Given what you have shown there may be some incompatibilities or regression with the FreeBSD loader on that hardware.  Those are pretty old systems right?  What I would do is probably try to get a baseline and see what OS versions work.  Try downloading memstick images from various recent FreeBSD versions and see what works and doesn't.  Either you've stumbled across a bug that could affect FreeBSD as well or pfSense has some specific changes that make asking on their forums the best thing to do.
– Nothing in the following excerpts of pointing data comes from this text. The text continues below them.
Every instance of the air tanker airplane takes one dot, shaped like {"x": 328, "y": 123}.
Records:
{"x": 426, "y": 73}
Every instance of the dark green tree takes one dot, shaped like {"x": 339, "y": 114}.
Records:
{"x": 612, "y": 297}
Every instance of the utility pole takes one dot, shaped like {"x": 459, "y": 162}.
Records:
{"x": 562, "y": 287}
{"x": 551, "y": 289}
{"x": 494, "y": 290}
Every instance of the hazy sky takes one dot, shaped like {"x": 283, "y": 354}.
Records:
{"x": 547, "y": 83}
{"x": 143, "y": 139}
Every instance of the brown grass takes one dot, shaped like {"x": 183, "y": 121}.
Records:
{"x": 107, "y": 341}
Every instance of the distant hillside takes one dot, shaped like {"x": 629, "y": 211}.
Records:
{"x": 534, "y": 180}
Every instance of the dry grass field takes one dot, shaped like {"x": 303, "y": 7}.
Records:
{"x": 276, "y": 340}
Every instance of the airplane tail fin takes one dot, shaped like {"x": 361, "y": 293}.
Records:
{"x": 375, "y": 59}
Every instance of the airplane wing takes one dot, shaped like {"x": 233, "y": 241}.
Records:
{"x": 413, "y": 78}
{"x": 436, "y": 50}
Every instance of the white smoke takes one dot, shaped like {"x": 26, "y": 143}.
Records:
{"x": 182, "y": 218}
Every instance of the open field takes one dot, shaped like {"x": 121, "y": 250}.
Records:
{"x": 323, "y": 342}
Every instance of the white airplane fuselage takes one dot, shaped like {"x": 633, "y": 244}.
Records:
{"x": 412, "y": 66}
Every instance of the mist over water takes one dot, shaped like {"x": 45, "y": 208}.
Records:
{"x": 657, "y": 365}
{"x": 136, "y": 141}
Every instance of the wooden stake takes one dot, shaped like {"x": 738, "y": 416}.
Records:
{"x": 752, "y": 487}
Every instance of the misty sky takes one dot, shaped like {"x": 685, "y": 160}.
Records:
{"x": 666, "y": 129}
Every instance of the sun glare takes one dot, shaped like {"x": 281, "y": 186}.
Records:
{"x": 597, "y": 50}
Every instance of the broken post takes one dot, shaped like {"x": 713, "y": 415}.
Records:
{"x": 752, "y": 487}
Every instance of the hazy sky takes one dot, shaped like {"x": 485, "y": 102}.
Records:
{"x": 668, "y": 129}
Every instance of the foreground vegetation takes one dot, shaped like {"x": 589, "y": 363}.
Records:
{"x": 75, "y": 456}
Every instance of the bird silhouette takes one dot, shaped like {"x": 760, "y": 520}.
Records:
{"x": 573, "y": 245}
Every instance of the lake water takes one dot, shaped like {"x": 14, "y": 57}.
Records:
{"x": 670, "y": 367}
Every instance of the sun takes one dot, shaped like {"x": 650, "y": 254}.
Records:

http://ftp.freebsd.org/pub/FreeBSD/releases/ISO-IMAGES/


----------



## dadak (Feb 11, 2015)

It is the only place I find, where someone was able to run a recent version of FreeBSD, normally loaded by a BTX version 1.02 on a HP DC5850. The only solution I found, is here, and it is to replace /boot/loader and /boot/pxeboot from FreeBSD 6.2.
Because pfSense runs on FreeBSD, that's why I posted here.
I think the trouble is specific to FreeBSD not pfSense.
The case 144437 (https://bugs.freebsd.org/bugzilla/show_bug.cgi?id=144437) is still in progress since 2010.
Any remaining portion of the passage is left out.